The Lottery is Some Kind of Tax

Richard Posner reconsiders, as a part of a larger conversation, whether the lottery is really a "Tax on Stupidity":
As for the "tax on stupidity," it is of course irresistible to finance as much
as government as possible by a system of voluntary taxation, which is what a
state lottery is. And I don’t think "stupid" is the right word to describe all
or even most of the people who buy lottery tickets. I do think that some of them
consider themselves "lucky" and so in effect recalculate the odds in their
favor. That is stupid; in a game of chance, "luck" is randomly distributed. Some
people, though, simply enjoy risk. Others like to daydream, and a daydream is
more realistic if there is some chance it may come true, even if a very small
chance. And finally and most interestingly, there are people whose marginal
utility of income is U-shaped rather than everywhere declining. Usually we think
of it as declining: my second million dollars confers less utility on me than my
first million, and that is why I would not pay a million dollars for a lottery
ticket that gave me a 50.1 percent or probably even an 80 percent probability of
winning $2 million. But maybe I lead a rather drab life, and this might make
such a gamble rational even if it were not actuarially fair. Suppose that for a
$2 lottery ticket I obtain a one in a million chance of winning $1 million. It
is not a fair gamble because the expected value of $1 million discounted by
.000001 is $1, not $2. But if having $1 million would transform my life, the
expected utility of the gamble may exceed $2, and then it is rationally
attractive.
I've heard it called a "Stupid Tax" or a "Tax on Those Who Are Bad at Math," before, and I've generally agreed with those characterizations, but I like Posner's framing it as a "system of voluntary taxation." Of course, no one buys a lotto ticket out of altruism -- perhaps it is better called a "system of unintended-yet-voluntary taxation." But it is voluntary, and you do know where it's going. I suppose if we extrapolate on that, Las Vegas is a forum for unintended-yet-voluntary charity. Sounds nice (kind of).
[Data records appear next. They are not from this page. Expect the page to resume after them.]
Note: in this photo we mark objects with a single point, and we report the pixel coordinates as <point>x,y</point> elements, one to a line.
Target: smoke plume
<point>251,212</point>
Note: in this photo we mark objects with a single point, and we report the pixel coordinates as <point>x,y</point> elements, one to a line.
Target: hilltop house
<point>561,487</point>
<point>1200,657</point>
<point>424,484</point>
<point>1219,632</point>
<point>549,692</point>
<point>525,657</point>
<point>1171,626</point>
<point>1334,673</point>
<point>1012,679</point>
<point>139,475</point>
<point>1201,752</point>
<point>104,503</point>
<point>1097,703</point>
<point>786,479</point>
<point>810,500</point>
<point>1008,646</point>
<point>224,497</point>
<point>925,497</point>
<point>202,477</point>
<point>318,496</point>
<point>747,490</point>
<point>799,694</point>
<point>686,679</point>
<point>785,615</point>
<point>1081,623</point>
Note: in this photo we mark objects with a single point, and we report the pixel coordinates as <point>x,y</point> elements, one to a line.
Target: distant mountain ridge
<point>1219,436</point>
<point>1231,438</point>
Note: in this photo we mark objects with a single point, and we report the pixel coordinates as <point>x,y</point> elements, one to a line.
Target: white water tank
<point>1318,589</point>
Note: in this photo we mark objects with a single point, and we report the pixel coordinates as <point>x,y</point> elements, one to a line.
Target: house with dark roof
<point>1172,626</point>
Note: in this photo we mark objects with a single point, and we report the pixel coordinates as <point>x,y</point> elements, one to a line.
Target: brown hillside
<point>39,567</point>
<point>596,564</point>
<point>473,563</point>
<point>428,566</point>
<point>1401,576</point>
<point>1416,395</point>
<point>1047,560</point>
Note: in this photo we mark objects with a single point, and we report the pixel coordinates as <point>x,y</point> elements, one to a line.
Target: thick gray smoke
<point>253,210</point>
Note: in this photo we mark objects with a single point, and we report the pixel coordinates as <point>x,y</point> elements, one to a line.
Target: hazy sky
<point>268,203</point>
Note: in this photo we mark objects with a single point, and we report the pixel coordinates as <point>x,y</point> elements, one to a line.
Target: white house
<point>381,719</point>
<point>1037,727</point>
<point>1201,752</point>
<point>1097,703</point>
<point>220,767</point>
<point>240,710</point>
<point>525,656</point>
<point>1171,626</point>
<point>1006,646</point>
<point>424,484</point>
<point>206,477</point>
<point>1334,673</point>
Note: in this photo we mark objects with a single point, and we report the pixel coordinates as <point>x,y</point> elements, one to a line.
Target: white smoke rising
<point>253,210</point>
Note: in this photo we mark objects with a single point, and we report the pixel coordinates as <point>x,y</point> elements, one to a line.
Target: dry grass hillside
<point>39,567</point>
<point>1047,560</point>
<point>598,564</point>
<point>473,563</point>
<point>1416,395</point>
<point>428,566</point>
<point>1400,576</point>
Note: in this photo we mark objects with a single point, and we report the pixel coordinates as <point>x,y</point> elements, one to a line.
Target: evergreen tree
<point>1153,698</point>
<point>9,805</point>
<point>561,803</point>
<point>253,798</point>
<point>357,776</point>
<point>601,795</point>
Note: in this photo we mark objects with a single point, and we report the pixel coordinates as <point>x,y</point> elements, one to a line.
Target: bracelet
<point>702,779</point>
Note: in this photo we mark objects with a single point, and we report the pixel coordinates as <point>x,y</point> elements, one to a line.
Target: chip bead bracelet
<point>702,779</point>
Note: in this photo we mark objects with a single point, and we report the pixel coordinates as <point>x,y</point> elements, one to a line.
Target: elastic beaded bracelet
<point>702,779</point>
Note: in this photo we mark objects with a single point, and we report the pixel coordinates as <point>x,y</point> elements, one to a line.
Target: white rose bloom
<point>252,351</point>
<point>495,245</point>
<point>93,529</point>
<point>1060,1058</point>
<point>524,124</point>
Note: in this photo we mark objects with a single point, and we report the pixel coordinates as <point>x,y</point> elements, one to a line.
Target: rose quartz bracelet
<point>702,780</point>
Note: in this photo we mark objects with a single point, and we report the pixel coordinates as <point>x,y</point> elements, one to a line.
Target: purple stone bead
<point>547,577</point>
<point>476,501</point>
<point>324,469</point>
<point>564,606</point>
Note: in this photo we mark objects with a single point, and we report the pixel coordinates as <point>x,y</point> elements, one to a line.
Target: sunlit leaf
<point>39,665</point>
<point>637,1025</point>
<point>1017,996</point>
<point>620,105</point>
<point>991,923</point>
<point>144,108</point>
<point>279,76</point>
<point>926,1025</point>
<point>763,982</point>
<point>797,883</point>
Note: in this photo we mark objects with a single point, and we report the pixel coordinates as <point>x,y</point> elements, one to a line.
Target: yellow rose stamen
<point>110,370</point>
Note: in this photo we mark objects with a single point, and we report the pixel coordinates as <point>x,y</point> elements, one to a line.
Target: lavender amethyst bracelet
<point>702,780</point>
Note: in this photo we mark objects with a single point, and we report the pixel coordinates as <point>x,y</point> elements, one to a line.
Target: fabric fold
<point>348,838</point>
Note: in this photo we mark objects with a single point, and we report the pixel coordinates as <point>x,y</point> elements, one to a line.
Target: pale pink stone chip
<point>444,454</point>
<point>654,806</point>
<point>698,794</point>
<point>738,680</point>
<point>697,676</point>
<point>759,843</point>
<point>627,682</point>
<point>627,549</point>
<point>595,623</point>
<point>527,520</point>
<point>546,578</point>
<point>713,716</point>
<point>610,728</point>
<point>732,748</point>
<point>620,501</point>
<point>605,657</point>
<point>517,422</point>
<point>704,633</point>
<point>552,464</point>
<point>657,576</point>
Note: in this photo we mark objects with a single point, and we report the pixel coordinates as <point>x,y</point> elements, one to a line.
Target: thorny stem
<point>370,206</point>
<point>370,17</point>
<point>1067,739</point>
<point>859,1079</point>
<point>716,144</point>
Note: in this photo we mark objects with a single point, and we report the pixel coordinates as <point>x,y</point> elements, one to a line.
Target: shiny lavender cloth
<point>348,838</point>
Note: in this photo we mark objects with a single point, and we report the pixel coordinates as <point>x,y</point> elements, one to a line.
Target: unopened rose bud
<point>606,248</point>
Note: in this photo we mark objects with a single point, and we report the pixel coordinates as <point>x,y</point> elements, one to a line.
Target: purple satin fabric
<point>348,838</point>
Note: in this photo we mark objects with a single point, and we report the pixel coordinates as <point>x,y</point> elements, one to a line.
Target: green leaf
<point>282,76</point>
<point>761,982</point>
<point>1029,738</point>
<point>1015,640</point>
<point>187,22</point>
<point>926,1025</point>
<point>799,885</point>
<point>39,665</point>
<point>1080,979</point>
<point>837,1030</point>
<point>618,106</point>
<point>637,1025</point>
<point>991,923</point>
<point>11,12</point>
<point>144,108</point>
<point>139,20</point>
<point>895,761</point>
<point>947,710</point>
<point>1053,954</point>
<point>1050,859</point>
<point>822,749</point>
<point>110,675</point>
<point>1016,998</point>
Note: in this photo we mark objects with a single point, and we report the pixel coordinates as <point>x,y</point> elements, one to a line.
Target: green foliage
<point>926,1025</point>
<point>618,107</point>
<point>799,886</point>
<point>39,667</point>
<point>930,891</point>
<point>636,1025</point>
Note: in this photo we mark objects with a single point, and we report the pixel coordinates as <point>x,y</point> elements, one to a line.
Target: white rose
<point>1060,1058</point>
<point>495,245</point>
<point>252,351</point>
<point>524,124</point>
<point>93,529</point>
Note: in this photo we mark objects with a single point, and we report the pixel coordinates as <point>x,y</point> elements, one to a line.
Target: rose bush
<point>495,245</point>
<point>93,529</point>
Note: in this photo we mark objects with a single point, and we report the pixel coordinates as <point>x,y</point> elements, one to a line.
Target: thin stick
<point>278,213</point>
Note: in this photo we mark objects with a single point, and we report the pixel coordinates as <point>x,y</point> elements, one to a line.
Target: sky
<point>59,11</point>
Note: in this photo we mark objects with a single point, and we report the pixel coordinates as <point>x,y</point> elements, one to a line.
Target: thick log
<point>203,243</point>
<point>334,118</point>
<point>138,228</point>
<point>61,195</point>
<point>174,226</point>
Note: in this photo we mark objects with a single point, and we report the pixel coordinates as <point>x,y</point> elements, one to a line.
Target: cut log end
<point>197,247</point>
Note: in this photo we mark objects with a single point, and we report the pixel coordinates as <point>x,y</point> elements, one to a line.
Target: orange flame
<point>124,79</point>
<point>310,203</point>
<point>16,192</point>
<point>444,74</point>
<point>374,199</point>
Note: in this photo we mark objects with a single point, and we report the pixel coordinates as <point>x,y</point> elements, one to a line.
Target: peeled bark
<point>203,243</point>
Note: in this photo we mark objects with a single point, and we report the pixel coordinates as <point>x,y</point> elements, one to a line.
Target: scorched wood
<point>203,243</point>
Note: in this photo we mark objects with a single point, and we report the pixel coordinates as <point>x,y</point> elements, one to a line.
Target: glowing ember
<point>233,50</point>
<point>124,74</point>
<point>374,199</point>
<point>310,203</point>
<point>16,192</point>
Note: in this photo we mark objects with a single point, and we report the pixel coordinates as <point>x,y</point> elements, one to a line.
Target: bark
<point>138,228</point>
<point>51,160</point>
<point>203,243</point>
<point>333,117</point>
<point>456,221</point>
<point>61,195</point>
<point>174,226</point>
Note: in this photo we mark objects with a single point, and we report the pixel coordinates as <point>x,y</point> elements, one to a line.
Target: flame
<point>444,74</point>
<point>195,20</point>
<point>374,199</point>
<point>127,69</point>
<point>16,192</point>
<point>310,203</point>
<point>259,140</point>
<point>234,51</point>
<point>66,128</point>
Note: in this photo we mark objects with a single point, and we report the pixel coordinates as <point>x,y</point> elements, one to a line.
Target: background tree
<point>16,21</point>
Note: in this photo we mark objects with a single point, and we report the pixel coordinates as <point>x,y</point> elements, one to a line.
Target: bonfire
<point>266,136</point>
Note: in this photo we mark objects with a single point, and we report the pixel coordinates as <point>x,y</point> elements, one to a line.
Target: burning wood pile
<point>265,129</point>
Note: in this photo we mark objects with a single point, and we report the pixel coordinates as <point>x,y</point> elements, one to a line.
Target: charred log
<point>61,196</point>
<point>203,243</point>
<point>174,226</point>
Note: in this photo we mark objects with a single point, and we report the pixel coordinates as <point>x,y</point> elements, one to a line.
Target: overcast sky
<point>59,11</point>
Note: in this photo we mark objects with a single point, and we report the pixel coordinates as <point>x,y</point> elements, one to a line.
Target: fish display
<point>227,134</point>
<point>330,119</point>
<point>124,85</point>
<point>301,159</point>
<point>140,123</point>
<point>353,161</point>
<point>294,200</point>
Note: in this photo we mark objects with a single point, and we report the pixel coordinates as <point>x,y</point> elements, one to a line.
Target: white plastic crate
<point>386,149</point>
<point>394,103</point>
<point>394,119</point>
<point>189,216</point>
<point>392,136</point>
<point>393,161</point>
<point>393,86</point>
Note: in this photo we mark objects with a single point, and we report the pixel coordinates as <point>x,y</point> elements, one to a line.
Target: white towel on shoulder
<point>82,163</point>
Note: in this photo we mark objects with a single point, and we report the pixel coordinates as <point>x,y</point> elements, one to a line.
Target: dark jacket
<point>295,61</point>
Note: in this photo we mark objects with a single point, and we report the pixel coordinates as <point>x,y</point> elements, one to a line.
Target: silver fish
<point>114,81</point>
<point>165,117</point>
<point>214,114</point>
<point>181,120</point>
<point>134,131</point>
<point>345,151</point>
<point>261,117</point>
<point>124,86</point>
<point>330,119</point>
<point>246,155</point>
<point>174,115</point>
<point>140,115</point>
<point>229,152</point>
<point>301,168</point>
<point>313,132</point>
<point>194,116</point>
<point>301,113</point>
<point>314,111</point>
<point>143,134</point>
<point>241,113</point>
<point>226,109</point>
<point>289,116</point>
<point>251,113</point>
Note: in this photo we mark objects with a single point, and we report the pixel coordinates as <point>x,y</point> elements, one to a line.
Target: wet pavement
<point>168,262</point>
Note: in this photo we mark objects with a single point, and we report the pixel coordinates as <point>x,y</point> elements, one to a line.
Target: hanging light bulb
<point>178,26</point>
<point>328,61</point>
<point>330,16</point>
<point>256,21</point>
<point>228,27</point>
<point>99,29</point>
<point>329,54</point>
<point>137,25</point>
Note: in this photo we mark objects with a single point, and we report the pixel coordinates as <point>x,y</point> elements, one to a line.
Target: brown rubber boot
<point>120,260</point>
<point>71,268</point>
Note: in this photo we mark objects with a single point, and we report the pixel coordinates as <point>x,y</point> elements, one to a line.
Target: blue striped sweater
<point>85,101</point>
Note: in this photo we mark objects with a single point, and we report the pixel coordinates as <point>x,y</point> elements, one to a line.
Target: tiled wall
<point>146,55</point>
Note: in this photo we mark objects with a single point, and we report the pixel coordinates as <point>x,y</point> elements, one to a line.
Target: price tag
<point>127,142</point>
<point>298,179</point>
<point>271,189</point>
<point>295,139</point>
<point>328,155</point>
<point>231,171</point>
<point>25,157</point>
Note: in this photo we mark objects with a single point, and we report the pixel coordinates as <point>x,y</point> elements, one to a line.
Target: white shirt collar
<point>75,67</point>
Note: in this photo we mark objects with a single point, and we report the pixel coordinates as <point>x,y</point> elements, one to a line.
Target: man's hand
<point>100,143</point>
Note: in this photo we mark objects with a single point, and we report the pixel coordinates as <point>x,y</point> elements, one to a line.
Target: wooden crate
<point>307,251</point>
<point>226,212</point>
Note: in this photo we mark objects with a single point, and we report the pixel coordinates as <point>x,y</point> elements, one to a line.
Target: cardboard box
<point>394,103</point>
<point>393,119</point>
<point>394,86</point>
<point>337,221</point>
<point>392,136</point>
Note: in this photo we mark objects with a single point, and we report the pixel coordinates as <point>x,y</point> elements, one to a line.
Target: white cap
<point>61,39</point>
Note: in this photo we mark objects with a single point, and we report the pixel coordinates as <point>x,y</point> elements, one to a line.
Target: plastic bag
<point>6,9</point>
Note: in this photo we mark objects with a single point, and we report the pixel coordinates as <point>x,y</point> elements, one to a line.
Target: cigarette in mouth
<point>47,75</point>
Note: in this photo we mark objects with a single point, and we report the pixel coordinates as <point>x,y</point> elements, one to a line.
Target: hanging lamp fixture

But Posner's later point indicates that, as far as subjective personal experiences go, buying a lottery ticket may be downright rational. If your life sucks and you know that, given your skills and position in life, it is very unlikely that you will ever accumulate the kind of wealth the lotto offers, the cost of the ticket in exchange for the chance is a very good deal, especially when that dollar wouldn't have gotten you all that far in savings anyway. Perhaps it should be called a "Tax on Despair."